Friday, December 20, 2013

Contrasts


Every day, another restaurant opens up somewhere, the traffic normalizes a bit, almost all piles of garbage and debris have disappeared from our street, there is even city electricity every now and then and we can switch off the generator, people are talking about the fact that parts of the mall have reopened, teachers and children in the school tent are celebrating a Christmas party, and there is even a Christmas tree in front of the city hall, made from colored bottles collected from the debris, and the first emergency medical aid troops are able to leave again.

At the same time in Tanauan, people are living in tents and other emergency shelters, the whole city is still a devastated landscape, there are maybe three walls left standing of the school that used to be here and part of one collapses suddenly while we are visiting. 750 children used to be in school here before the storm surge triggered by the typhoon literally erased the neighborhood. Today there are around 200. One teacher tells us that seven have died, and one of her colleagues. As tragic as that sounds, you almost wish it was true, because in view of what you see around you, you can hardly believe that the other 543 all managed to escape alive and are today living with their families or relatives elsewhere.
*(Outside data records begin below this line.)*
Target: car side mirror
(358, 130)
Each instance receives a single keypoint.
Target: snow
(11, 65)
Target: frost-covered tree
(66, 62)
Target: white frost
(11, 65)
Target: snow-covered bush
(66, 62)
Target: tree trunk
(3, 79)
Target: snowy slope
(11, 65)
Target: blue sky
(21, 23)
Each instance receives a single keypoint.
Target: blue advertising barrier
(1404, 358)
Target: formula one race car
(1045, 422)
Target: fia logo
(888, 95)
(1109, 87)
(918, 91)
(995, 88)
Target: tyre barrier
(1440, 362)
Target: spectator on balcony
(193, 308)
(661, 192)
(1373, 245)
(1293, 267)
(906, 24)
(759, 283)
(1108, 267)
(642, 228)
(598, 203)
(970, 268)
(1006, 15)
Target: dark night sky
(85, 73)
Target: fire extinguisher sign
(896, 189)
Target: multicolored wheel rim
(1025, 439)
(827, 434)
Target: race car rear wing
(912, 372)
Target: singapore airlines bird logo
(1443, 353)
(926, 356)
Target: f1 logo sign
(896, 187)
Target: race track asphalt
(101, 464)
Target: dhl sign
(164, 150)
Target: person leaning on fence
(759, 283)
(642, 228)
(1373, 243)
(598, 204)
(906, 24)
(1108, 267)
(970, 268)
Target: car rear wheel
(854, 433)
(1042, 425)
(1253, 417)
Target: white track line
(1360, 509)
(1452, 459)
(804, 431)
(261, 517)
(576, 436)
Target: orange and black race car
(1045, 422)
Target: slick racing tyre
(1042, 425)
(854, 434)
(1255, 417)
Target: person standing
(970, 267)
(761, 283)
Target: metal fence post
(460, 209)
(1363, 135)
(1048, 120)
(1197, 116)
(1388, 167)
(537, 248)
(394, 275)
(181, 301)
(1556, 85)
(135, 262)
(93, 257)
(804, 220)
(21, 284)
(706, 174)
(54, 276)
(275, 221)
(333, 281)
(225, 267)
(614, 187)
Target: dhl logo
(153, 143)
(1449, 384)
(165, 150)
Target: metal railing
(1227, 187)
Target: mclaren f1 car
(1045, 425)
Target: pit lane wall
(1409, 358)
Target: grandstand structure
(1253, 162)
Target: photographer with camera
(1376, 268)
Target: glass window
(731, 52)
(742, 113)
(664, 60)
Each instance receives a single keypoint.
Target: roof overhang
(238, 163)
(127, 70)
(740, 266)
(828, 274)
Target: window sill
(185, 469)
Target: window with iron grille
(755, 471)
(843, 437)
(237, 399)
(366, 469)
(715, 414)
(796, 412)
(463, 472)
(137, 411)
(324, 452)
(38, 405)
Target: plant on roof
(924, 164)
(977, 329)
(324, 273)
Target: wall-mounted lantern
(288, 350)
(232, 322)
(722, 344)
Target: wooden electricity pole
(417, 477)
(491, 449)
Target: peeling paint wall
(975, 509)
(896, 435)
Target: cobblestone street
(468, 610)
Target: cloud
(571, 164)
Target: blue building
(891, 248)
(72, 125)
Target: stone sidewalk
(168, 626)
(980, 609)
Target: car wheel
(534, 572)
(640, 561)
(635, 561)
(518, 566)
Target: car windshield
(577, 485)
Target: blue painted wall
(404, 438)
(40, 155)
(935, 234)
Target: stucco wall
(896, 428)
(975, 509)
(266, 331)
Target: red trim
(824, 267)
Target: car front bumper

Rawis Anibong still almost looks like two weeks ago when I was here for the first time. Besides the charging station for cellphones, now some small kiosks are selling basic goods, and dozens of truckloads of debris have been cleared, but still you are absolutely stunned every time you see the destruction and the huge ships that are now standing meters away from the shore and the people who have started to inhabit them. I catch myself thinking how life must be day and night on a tilted floor.

Four Directors of UNICEF’s National Committees are visiting, and when I see their overwhelmed reactions to what they see here for the first time with their own eyes, I only notice how much I probably have already gotten used to the apocalyptic impressions. These colleagues have already seen a lot in their lives, but even they wipe away the tears. “Where would you start?” they ask, and yet the people and the helpers from all over the world have already started five weeks ago…

And then you walk through the streets and people you have never seen before walk towards you, take your hand and just say „Thank You“, and the children in the child-friendly space tent laugh and sing and draw and write. A few days ago I discovered a couple that obviously saved a photo printer from the water and set it up on a table in front of their destroyed store. I print a few copies of photos I had taken a few days before and bring them to the children at the Astrodome evacuation center. The enthusiasm is fantastic, once they spot themselves on the photos. Almost surreal joy when you look behind them and see the surroundings they live in.

It is simply dramatic. And every time you get a little bit the feeling that the situation normalizes, the next best person tells you his or her story, and brings you back to the ground. This typhoon has not spared anyone. And those that lost their belongings are the lucky ones.